CRASAR was established in 2001 to foster unmanned systems being effectively used by formal emergency management agencies through voluntary national and international activities that deploy, promote, train, document, analyze, and disseminate scientific knowledge. In 2017, CRASAR became is a nonprofit corporation.

The activities in which we engage in include, but are not limited to,
  • deploying, upon request of incident command staff, regional volunteer teams who are vetted and trained on the unique attributes of unmanned systems for disasters, even if the requesting agency cannot guarantee reimbursement and having the unmanned systems in use within 12 hours of the event. CRASAR has participated in 27 of the over 50 documented deployments of disaster robots throughout the world and have formally analyzed dozens of others, providing a comprehensive archive of rescue robots in practice.  Our industry partners and funding agencies make a wide range of small land, sea, and air robots available for use by responders at no charge through the Roboticists Without Borders program.
  • providing “just in time” training and consultation for emergency professionals to enable them to effectively use the resources they have available;  Please see our one-page guides below.

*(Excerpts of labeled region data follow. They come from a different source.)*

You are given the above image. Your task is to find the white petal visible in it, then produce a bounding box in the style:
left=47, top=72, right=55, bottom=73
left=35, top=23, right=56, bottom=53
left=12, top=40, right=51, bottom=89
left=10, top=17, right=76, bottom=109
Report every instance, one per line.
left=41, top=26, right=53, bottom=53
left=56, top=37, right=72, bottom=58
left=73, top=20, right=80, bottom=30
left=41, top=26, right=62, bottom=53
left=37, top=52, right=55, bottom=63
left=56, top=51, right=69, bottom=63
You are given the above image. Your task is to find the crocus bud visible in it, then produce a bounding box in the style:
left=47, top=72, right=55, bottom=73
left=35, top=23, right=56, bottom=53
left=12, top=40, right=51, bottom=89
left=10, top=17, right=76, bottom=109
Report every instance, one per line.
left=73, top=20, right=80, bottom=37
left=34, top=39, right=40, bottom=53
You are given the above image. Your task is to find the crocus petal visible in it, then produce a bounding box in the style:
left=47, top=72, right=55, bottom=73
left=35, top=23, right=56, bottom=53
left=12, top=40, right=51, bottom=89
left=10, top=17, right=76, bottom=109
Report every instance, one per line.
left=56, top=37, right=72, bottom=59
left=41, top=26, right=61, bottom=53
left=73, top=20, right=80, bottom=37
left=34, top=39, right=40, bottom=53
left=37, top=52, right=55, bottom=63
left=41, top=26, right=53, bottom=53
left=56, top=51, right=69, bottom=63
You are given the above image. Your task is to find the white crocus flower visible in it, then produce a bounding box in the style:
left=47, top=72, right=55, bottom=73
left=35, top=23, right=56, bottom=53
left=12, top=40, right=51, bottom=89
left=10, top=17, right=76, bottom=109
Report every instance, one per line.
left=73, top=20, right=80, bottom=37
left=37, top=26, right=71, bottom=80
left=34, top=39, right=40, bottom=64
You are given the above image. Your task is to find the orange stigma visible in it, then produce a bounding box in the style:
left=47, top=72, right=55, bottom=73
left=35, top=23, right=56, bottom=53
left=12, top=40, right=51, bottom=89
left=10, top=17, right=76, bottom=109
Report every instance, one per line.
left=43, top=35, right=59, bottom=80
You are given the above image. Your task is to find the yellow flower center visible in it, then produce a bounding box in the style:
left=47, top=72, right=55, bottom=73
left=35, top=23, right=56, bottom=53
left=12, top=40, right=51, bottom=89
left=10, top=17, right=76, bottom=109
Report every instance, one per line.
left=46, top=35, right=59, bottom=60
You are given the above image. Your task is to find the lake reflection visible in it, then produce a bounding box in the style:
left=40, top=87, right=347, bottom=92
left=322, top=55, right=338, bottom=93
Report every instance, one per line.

  • conducting field studies and translative research and development in unmanned systems for the prevention, preparedness, response, and recovery from critical incidents;  CRASAR members have been world leaders in documenting the use of unmanned systems for disasters and identifying gaps and research opportunities. See Disaster Robotics (MIT Press, 2014 in hardcopy or kindle) or the chapter on Rescue Robotics in the Springer Handbook of Robotics.  Our human-robot crew organization and protocols developed first for UGVs, where studies show a 9 times increase in team performance, and then extended for small UAVs during our flights at Hurricane Katrina has been adopted by Italian and German UAV response teams and was used by the Westinghouse team for the use of the Honeywell T-Hawk at the Fukushima nuclear accident.
  • collecting, archiving, curating, analyzing, and sharing data about the use of unmanned systems and related technologies. CRASAR members at Texas A&M and Florida State University currently have a NSF RAPID grant to make the small UAS datasets from flights at Hurricanes Harvey and Irma available to researchers. CRASAR helps organize and sponsor conferences such as the annual IEEE Safety Security Rescue Robotics conference and workshops such as the recent White House OSTP Workshop on Robots for Ebola.
  • training emergency management, and related, professionals in advance, either online or in person, on unmanned systems and the latest best practices. Since 2001, CRASAR has trained over 1000 responders from 7 countries and 20 states in unmanned systems, starting with a Florida workforce grant focusing on ground robots leading to a set of awareness and operator classes. CRASAR has since created small unmanned aerial systems classes focusing on best practices.